There are several disadvantages using either a stent or balloon catheter to uniformly expose a vascular segment to radiation. Regarding the radioactive stent, once the stent is deployed, there is no means outside of invasive surgical excision, to remove the radioactive source from the vascular segment. Therefore, stents or implanted prostheses with radioactive properties must employ a radioisotope whose half-life and penetration properties must be precisely calibrated to deliver an exact quantity of radiation to the vascular segment upon stent deployment. Balloon catheters employed to irradiate a vascular segment have limitations including potential balloon rupture and ischemia due to the fact that balloons cannot be inflated within the vessel for long periods of time because it interrupts the flow of blood to distal vessels. This leads to tissue ischemia and potential necrosis. Even "perfusion" type angioplasty balloons used to deliver a radiation source to the affected artery provide far less than physiological blood flow during balloon inflation and dwell times are limited by ischemia and tissue necrosis. Simple intravascular catheters used to deliver alpha, beta or gamma radioactive source wire to the affected vessel do not permit centering of the radioactive source uniformly within the vessel lumen and therefore deliver radiation which is undesirably unequal to different walls of the vessel. Lack of centering the radiation source may provide up to four (4) times the radioactive dose to the vessel wall nearer the source than the wall farther from the source.
Thus, it can be seen that there is a need for a new and improved device to selectively irradiate an arterial segment and which overcomes these disadvantages.
In general, it is an object of this present invention to provide a mechanical dilatation device and method which is capable of dilating an obstruction within a vascular segment while providing radiation to the vessel segment.

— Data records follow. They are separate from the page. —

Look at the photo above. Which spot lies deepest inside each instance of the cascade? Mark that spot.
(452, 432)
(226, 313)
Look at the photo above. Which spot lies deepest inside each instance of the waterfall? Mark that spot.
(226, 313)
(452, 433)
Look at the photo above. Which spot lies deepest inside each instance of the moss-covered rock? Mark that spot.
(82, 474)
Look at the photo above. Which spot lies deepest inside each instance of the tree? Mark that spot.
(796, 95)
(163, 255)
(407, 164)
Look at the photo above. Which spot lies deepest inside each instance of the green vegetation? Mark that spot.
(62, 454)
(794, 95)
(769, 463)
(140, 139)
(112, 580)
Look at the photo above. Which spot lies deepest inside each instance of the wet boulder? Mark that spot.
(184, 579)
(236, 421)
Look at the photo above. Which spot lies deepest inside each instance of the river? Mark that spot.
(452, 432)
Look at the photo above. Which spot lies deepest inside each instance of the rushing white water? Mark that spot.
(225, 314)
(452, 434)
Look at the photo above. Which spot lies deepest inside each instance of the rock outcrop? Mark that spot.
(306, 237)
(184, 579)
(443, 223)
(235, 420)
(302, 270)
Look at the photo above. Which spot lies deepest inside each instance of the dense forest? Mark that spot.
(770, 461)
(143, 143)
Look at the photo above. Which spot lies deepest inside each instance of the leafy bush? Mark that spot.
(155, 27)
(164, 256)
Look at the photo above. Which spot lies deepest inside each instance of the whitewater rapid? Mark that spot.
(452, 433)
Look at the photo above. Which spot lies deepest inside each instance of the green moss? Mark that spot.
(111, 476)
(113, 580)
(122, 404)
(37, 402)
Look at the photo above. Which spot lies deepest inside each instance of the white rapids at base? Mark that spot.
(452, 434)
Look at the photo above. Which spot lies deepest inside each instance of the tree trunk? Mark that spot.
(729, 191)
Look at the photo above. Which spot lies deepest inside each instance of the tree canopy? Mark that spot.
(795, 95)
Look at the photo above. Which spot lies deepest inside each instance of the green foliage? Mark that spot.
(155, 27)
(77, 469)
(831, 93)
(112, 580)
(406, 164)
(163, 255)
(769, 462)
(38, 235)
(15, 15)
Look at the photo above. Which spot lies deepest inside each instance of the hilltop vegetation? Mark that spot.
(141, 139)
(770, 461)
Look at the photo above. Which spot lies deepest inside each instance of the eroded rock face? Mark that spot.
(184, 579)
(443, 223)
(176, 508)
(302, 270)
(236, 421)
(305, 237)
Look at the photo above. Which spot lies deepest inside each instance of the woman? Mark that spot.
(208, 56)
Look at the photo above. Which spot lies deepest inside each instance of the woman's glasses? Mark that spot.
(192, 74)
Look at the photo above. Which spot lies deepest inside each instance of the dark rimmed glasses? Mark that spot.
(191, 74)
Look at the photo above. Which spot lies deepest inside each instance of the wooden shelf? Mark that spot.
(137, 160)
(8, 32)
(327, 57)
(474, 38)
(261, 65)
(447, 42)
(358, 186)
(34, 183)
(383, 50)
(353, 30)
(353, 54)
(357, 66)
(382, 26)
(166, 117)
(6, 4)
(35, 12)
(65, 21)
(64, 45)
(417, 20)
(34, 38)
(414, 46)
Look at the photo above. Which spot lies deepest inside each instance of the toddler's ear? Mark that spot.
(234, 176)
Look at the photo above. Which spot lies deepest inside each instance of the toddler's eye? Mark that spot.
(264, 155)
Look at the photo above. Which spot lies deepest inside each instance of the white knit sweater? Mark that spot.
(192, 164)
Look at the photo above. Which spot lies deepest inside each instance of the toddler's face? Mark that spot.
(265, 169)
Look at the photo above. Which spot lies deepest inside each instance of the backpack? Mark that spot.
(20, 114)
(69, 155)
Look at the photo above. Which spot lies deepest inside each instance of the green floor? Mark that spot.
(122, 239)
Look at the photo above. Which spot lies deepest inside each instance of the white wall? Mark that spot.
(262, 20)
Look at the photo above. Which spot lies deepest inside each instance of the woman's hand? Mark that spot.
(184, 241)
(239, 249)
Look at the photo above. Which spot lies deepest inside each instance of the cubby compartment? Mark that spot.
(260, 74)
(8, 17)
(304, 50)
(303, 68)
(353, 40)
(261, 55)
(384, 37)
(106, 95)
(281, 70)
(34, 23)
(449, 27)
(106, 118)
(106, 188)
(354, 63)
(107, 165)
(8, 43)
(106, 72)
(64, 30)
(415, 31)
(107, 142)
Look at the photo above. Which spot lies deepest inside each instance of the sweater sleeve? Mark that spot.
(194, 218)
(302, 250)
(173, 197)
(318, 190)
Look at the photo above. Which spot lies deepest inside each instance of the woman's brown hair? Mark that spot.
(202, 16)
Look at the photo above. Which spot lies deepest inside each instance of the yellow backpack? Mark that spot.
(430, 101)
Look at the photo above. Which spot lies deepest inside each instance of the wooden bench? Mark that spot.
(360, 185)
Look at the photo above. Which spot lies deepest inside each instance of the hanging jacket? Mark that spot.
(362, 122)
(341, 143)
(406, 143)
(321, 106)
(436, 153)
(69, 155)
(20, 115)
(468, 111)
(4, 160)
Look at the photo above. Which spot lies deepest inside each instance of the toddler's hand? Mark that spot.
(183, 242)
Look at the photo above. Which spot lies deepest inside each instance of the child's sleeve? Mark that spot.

Another object of the invention is to provide a percutaneous device and method of the above character which can be used for prolonged periods in exposing a vascular segment to an intravascular radiation source while allowing continuous perfusion of blood into the distal to the treatment area.
Another object of the invention is to provide a device that is not susceptible to structural damage (balloon rupture) and subsequent release of radioactive materials into the vasculature.
A further object of the invention is to provide a device and method capable of providing a uniform dose of radiation to the vascular segment while dilating an obstruction within the vessel segment.